Detroit parents say they’re angry about conditions in the city’s schools — and ready to do something about it.
Dozens of them packed a meeting led by the Detroit Parent Network Thursday night.
The event was billed as a community conversation about school concerns.
But many there — disgusted by overcrowding, crumbling buildings, and teacher shortages throughout DPS — were ready to organize and make their voices heard as the district’s future is debated in Lansing.
Annette Kinsey says Detroiters deserve a voice in the future of their school system, one that’s been run by state-appointed emergency managers for nearly seven years.
“And it just hasn’t worked,” Kinsey said. “I think parents are fed up, and people are ready to move to action.”
A large majority said they supported DPS teachers’ recent “sickout” protests.

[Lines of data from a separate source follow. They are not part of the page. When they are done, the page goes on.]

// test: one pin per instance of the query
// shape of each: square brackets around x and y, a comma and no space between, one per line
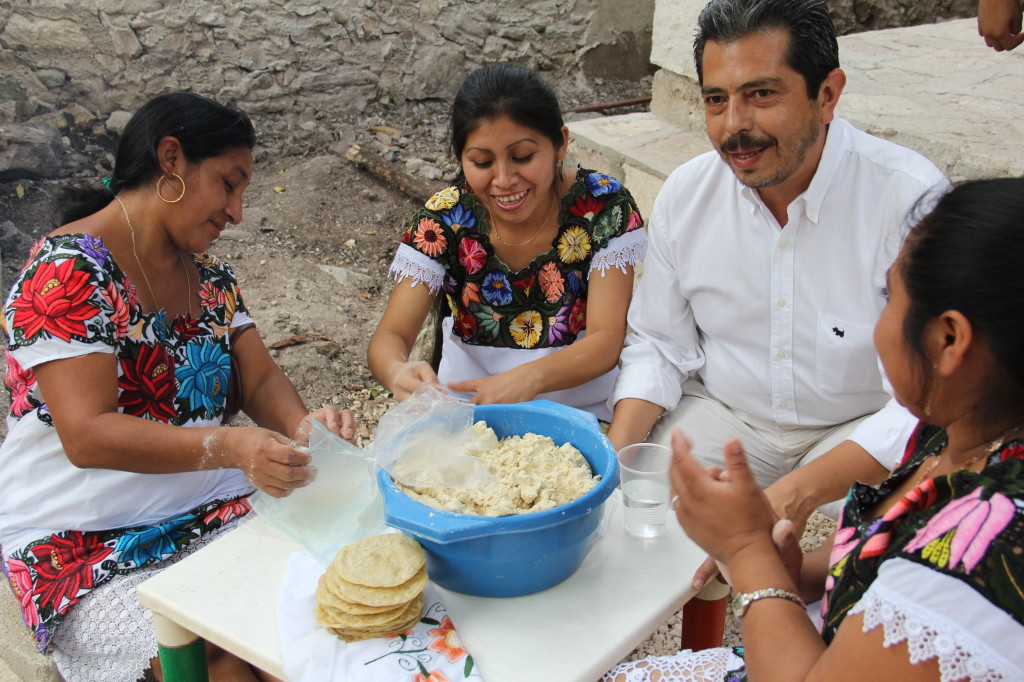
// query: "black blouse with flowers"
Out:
[545,303]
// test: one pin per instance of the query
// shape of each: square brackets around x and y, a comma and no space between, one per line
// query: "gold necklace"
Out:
[986,453]
[131,228]
[536,235]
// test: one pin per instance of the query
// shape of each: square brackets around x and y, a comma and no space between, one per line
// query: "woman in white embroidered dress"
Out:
[923,580]
[536,261]
[124,337]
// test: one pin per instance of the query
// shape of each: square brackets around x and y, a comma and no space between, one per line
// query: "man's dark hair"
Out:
[813,50]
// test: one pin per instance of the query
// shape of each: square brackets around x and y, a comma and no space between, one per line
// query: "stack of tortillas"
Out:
[373,588]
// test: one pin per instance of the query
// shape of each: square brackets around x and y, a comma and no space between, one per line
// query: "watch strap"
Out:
[742,601]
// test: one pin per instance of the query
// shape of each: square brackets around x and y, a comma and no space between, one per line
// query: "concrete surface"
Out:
[936,88]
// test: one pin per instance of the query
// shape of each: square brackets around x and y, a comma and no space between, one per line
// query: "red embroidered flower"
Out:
[64,567]
[19,382]
[471,255]
[55,299]
[578,315]
[429,239]
[147,384]
[228,511]
[587,207]
[446,643]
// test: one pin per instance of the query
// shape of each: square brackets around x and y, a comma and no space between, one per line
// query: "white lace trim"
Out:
[411,263]
[687,666]
[628,249]
[958,657]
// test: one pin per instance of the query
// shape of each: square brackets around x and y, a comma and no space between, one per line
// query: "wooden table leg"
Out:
[182,653]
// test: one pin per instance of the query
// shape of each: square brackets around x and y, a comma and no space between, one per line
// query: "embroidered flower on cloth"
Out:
[429,239]
[55,299]
[525,328]
[443,200]
[472,256]
[552,282]
[497,290]
[573,245]
[961,534]
[459,217]
[599,183]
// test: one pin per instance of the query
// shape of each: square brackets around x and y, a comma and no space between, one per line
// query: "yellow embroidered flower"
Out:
[443,200]
[525,328]
[573,245]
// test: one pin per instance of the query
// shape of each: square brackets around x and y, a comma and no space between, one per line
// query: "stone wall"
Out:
[303,59]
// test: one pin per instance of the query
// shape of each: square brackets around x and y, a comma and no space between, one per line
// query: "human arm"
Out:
[392,341]
[729,517]
[587,358]
[999,24]
[81,394]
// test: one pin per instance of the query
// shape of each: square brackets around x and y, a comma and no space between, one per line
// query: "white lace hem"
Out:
[958,657]
[411,263]
[625,250]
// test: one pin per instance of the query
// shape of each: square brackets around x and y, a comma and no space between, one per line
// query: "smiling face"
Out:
[759,116]
[213,198]
[511,169]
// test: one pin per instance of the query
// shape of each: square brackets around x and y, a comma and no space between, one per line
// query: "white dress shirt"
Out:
[777,323]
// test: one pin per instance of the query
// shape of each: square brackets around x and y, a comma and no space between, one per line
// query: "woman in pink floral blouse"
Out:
[536,260]
[128,347]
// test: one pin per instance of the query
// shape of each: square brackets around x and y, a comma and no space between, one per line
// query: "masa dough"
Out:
[530,474]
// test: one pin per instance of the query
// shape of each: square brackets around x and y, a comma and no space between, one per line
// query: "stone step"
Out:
[935,88]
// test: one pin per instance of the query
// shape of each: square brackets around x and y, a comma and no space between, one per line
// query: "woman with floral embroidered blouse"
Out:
[129,346]
[924,579]
[536,261]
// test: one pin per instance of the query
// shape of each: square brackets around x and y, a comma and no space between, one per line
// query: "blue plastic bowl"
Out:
[508,556]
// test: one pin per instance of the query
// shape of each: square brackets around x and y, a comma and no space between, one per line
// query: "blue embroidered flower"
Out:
[93,248]
[459,217]
[138,546]
[598,183]
[497,290]
[203,378]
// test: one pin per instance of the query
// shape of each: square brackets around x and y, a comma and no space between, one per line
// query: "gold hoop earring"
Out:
[171,201]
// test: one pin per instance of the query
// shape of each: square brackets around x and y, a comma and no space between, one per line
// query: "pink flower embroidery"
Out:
[961,534]
[20,582]
[471,255]
[19,382]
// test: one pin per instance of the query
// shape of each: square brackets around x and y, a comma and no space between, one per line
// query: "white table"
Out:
[226,593]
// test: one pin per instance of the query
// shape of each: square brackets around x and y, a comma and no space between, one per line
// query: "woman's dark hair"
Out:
[504,89]
[965,255]
[205,128]
[487,93]
[813,50]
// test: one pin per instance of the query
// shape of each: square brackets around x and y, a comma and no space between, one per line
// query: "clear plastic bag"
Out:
[423,441]
[341,505]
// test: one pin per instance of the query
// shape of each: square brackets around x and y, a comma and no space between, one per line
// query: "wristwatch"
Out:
[743,600]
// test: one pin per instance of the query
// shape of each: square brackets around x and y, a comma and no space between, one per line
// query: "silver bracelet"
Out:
[742,601]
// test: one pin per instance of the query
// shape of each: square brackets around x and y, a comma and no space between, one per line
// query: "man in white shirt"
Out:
[755,313]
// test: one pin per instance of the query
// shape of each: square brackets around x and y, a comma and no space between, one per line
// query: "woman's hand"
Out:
[408,376]
[724,512]
[271,462]
[516,385]
[339,422]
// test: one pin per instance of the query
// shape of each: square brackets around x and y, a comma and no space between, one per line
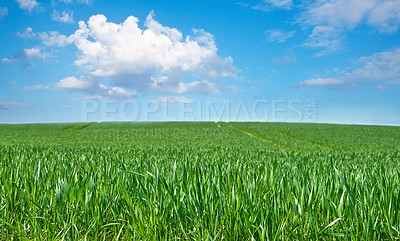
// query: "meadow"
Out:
[199,181]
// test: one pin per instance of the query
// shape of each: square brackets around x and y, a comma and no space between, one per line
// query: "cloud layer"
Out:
[156,58]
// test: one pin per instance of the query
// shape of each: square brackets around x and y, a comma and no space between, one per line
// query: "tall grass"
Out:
[222,185]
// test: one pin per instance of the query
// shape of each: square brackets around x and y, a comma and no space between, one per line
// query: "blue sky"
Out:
[335,61]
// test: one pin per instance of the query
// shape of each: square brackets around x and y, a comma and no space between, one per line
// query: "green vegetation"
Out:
[198,181]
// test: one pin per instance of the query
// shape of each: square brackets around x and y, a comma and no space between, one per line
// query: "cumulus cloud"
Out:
[29,5]
[382,68]
[156,58]
[77,1]
[3,12]
[24,56]
[63,17]
[326,37]
[289,56]
[276,35]
[97,90]
[9,105]
[166,100]
[37,87]
[267,5]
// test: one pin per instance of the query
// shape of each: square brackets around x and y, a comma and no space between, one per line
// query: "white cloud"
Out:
[156,58]
[37,87]
[267,5]
[280,3]
[24,56]
[9,105]
[74,83]
[331,19]
[78,1]
[276,35]
[166,100]
[338,13]
[3,12]
[383,67]
[64,17]
[289,56]
[29,5]
[28,33]
[88,85]
[53,38]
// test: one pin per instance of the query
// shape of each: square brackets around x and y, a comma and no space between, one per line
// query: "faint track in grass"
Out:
[85,126]
[70,126]
[263,139]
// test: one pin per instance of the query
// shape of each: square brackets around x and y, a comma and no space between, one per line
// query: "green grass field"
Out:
[199,181]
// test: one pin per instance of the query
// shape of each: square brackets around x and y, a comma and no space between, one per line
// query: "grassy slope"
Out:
[195,180]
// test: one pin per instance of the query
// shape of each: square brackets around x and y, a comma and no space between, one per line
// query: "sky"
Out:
[331,61]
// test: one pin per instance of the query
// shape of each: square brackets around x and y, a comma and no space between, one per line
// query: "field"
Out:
[199,181]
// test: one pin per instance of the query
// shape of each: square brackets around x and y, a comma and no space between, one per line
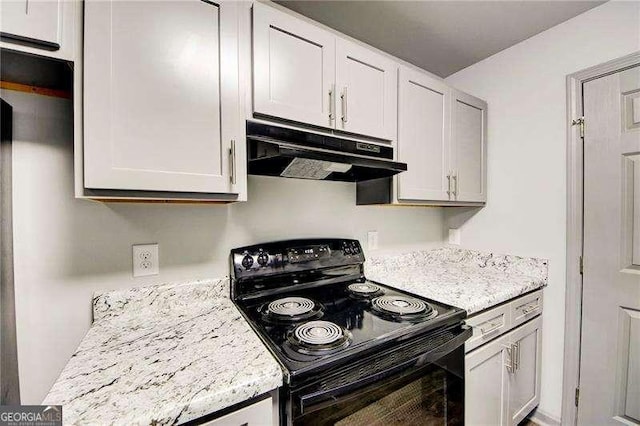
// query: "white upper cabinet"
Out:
[468,147]
[41,27]
[366,91]
[161,97]
[423,137]
[293,68]
[35,22]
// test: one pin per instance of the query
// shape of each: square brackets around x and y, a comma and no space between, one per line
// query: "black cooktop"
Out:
[362,327]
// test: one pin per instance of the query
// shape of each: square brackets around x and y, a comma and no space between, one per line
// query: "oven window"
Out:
[420,402]
[430,396]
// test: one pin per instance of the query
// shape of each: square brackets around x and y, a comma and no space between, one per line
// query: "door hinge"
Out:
[579,122]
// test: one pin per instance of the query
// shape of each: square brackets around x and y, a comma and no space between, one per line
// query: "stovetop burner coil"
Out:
[401,305]
[318,336]
[291,306]
[364,289]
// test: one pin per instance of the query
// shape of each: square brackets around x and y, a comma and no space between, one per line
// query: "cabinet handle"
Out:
[332,105]
[455,184]
[232,162]
[343,101]
[493,327]
[509,362]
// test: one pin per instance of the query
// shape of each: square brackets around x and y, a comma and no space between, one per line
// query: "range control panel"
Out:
[294,255]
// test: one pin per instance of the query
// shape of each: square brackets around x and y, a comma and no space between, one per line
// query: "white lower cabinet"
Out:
[524,383]
[486,385]
[260,413]
[502,377]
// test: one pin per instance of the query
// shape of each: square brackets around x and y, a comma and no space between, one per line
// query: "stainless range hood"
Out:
[285,152]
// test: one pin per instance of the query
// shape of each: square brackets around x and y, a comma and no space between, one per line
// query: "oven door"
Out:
[418,383]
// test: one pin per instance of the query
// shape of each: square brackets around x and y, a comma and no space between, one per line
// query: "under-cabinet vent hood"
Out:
[285,152]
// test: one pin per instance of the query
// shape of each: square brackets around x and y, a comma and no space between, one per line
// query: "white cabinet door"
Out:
[524,383]
[293,68]
[36,22]
[161,96]
[469,147]
[366,90]
[258,414]
[423,137]
[486,385]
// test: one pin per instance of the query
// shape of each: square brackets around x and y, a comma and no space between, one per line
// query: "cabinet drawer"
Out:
[525,308]
[260,413]
[488,325]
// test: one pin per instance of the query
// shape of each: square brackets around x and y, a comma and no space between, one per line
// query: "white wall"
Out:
[66,248]
[526,208]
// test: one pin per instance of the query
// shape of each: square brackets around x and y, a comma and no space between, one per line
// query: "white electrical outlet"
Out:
[454,236]
[145,260]
[372,240]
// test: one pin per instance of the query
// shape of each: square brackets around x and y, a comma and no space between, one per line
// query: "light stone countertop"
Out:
[467,279]
[164,355]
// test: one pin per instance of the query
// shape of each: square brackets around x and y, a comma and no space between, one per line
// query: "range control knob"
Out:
[263,258]
[247,261]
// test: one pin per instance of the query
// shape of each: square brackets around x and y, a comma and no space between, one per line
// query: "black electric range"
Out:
[339,336]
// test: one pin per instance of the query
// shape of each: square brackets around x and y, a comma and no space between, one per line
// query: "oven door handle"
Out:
[317,400]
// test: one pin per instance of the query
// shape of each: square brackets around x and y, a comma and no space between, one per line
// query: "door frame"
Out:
[574,243]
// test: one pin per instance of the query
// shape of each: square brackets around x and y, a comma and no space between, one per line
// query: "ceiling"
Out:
[440,36]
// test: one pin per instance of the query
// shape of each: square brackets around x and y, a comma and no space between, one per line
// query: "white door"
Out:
[423,137]
[293,68]
[160,95]
[468,147]
[36,21]
[486,385]
[524,383]
[367,91]
[610,352]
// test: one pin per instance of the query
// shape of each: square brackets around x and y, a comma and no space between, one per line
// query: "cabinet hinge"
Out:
[579,122]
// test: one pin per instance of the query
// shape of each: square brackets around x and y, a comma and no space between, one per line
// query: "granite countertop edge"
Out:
[161,355]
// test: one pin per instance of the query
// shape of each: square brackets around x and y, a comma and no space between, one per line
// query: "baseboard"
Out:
[543,419]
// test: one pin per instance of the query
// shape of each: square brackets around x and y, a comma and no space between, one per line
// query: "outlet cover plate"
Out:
[372,240]
[145,260]
[454,236]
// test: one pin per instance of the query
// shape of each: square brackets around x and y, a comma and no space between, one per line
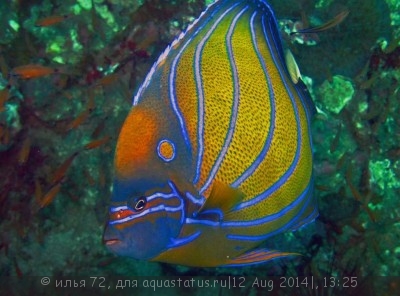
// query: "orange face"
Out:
[137,139]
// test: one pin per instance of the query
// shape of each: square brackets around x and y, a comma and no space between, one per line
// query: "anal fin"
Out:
[258,256]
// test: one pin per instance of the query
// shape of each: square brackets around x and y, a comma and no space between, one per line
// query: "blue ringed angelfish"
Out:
[215,156]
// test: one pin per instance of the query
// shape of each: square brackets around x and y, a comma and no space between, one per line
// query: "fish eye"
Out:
[137,204]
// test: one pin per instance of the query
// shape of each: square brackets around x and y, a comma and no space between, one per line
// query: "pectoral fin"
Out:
[222,197]
[256,257]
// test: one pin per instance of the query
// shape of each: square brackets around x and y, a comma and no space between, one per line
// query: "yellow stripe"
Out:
[218,93]
[253,123]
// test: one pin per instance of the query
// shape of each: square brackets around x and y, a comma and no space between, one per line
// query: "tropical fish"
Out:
[215,156]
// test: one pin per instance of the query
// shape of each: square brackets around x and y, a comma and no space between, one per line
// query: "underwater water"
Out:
[69,70]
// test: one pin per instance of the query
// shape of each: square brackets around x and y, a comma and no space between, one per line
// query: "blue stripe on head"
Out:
[235,105]
[283,179]
[250,170]
[200,91]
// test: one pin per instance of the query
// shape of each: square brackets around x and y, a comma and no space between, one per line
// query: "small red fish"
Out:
[59,174]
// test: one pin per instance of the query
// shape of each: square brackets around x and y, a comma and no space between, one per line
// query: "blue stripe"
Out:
[267,219]
[200,92]
[294,221]
[250,170]
[283,179]
[235,104]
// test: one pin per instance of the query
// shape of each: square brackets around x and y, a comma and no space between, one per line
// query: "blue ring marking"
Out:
[173,149]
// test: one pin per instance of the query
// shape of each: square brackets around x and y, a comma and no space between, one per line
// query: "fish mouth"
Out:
[111,242]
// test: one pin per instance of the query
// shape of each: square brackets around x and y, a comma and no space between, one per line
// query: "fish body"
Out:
[215,156]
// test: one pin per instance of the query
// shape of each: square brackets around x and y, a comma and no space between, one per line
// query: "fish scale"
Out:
[216,150]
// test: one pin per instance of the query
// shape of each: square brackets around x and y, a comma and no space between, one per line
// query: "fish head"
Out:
[147,209]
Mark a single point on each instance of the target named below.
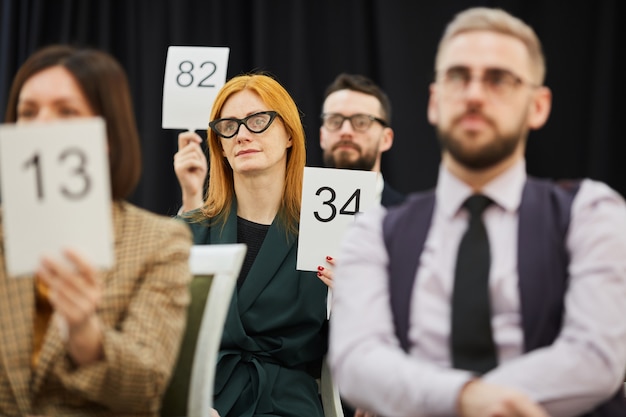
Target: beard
(342, 159)
(489, 155)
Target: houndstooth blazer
(143, 310)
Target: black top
(252, 234)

They believe the sickouts have drawn much-needed attention to the schools’ plight, and want to keep up that momentum.
Dana Dacres is a mother of four children at Burton International School.
She says it’s time for parents to take up the same fight, and make city and state officials hear their voices.
“Help them understand, make them understand that there is a serious problem here,” Dacres said. “It’s just not the teachers complaining and whining. The parents see that there is a legitimate problem.”
But Detroit parents’ feelings are unlikely to sway the Republican state lawmakers, who hold the district’s fate.
DPS needs what amounts to a state bailout package to avoid bankruptcy before the end of the school year.
Bills introduced in Lansing Thursday sketch out a bankruptcy-style restructuring plan, though many details are still unclear. They would restore a delayed and limited measure of local control to Detroit schools.